Even more interesting, the car belonged to Brian Chuchua. That name may not be well known in Corvette circles, but ask a Jeep owner who Brian Chuchua is and they’ll light up with tales of his off-road racing exploits, here and abroad. Chuchua was also among the first to sell aftermarket equipment for Jeeps, and he was a founding member of SEMA in 1963.
As a teenager in Southern California, Chuchua learned to drive—and drag race—in a Jeep. But with his sights set on going faster, he bought a brand-new Vette in 1958 and promptly fitted it with a McCulloch supercharger. That setup worked fine until an engine fire destroyed the entire front end of the car. Chuchua bought the totaled remains from the insurance company and then set out to build a full competition Vette from that charred carcass.
Longtime tech guru Don Francisco outlined Chuchua’s build strategy in a March 1961 Hot Rod magazine article called “Double Threat Corvette.” It turns out the McCulloch blower was just an appetizer for bigger things to come—a GMC 4-71 supercharger that he joined to the front of a ’57 283-inch V-8 that was bored and stroked to 316 ci. Moon Equipment Company built the engine, which had ’59 fuelie heads (polished and fitted with big valves), a Potvin Engineering kit to adapt the blower to the engine, and a Hilborn injection system to send fuel from the cockpit-mounted Moon tank to a Hilborn injector plumbed on the supercharger’s inlet flange.
Because he wanted to race the car both at Bonneville and on the dragstrip, Chuchua adapted a Halibrand quick-change centersection into the Vette’s rear, using a combination of Chevy and Ford gearsets, Ford axlehousings, and Chevy axleshafts. The whole assembly was trimmed so it would fit within the Corvette’s bodywork and so that the spring pads would line up in their original location.

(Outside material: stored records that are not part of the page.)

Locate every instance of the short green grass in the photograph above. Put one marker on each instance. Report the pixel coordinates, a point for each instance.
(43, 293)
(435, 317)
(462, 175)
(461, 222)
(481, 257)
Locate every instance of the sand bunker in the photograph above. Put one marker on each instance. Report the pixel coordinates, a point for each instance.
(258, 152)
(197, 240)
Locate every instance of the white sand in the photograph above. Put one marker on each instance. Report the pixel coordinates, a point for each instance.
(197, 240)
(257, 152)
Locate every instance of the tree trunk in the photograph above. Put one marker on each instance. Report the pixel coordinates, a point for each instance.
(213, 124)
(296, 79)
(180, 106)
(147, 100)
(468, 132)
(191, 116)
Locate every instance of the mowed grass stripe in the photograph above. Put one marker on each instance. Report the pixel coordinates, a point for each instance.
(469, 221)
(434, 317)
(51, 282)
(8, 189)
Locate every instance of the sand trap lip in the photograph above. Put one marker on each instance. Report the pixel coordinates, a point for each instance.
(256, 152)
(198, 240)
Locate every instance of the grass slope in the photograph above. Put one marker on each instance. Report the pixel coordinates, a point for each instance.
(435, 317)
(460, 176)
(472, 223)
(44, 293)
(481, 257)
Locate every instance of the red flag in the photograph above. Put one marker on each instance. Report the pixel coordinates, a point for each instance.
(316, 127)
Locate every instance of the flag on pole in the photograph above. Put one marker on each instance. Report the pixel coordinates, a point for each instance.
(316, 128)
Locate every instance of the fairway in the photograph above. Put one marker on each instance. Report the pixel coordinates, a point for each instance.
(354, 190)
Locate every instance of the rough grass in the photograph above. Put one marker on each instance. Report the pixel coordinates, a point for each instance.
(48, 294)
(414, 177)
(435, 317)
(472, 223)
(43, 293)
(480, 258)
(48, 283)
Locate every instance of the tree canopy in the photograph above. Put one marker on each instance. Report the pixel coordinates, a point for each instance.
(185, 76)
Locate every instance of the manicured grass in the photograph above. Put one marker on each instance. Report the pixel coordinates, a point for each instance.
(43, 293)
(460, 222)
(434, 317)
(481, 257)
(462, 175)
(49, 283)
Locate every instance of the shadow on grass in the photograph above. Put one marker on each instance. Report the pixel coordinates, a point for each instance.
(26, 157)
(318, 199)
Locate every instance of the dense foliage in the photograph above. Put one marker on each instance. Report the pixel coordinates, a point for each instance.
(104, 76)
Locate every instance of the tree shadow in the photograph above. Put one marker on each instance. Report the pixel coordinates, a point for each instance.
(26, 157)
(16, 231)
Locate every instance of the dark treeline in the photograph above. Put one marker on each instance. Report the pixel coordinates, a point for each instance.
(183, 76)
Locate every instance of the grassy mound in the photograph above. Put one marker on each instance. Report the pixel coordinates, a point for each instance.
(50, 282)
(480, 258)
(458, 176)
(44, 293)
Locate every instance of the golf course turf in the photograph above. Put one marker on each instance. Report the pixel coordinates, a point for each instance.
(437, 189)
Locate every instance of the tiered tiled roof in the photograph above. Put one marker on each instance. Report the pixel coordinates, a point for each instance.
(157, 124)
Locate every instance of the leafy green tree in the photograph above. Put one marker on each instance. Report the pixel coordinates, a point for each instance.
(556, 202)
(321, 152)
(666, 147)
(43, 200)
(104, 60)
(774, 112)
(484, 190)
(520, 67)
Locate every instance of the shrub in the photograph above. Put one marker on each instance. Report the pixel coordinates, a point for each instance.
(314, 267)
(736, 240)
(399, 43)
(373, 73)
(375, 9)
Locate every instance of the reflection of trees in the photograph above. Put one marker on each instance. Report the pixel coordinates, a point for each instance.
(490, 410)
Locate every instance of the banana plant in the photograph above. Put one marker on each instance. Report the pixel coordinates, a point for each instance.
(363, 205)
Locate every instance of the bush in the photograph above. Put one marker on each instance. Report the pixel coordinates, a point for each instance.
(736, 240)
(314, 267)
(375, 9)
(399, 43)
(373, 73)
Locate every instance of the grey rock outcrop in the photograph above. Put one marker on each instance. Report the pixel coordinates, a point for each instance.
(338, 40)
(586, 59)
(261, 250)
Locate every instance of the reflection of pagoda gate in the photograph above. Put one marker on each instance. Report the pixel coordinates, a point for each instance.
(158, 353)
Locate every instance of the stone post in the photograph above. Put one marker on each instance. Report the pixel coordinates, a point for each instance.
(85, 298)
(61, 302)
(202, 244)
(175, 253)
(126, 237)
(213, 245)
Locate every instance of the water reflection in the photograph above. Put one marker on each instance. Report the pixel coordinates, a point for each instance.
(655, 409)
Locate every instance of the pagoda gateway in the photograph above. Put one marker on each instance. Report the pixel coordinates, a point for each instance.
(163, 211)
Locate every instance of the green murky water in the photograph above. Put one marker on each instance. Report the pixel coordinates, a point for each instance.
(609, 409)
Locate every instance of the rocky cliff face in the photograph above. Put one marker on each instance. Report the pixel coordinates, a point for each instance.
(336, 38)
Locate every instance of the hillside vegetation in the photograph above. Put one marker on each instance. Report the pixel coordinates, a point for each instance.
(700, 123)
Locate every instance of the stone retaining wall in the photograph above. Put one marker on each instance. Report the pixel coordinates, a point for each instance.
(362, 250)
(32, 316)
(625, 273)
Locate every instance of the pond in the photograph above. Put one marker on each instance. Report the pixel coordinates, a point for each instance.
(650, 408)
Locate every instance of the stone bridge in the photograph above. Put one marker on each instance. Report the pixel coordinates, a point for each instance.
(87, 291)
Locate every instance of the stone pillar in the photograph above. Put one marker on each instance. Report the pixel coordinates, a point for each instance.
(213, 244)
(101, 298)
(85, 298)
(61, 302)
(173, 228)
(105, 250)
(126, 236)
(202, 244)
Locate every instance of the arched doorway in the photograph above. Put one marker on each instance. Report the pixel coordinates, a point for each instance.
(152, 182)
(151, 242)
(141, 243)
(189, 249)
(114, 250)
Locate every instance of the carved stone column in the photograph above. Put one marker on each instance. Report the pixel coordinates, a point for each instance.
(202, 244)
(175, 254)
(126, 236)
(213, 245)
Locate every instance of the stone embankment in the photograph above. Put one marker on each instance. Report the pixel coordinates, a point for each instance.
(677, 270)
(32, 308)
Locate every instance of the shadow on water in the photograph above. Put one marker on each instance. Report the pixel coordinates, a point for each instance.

Chuchua retained much of the Corvette’s stock chassis, save for competition springs and shocks front and rear.
Francisco noted that Chuchua “pulled everything that wasn’t absolutely necessary out of the car to cut its weight to the minimum.” That strict diet is evident in the photos of the empty trunk—with the quick-change sticking through a hole for gear swaps—and the denuded interior. The bare dash panel is still there, but Chuchua swapped the stock instrument panel for a crude gauge cluster holding a minimum of instruments: tach, ammeter, oil pressure, and water temp. The Moon fuel tank sits next to him, as does a fuel pump to prime the system and a generator, which wouldn’t fit underhood with the blower on the front of the engine. Ahead of the generator is the lever for the three-speed manual transmission.
Chuchua enjoyed some success with the Vette. Not only did his car set the Bonneville record (with Kenny Light driving), but he also set a half-mile dragstrip record of 138 mph at Riverside, California. Yet at the time of Francisco’s article, Chuchua was looking to sell the Vette to build a small-displacement streamliner. We’d love to know where this car wound up.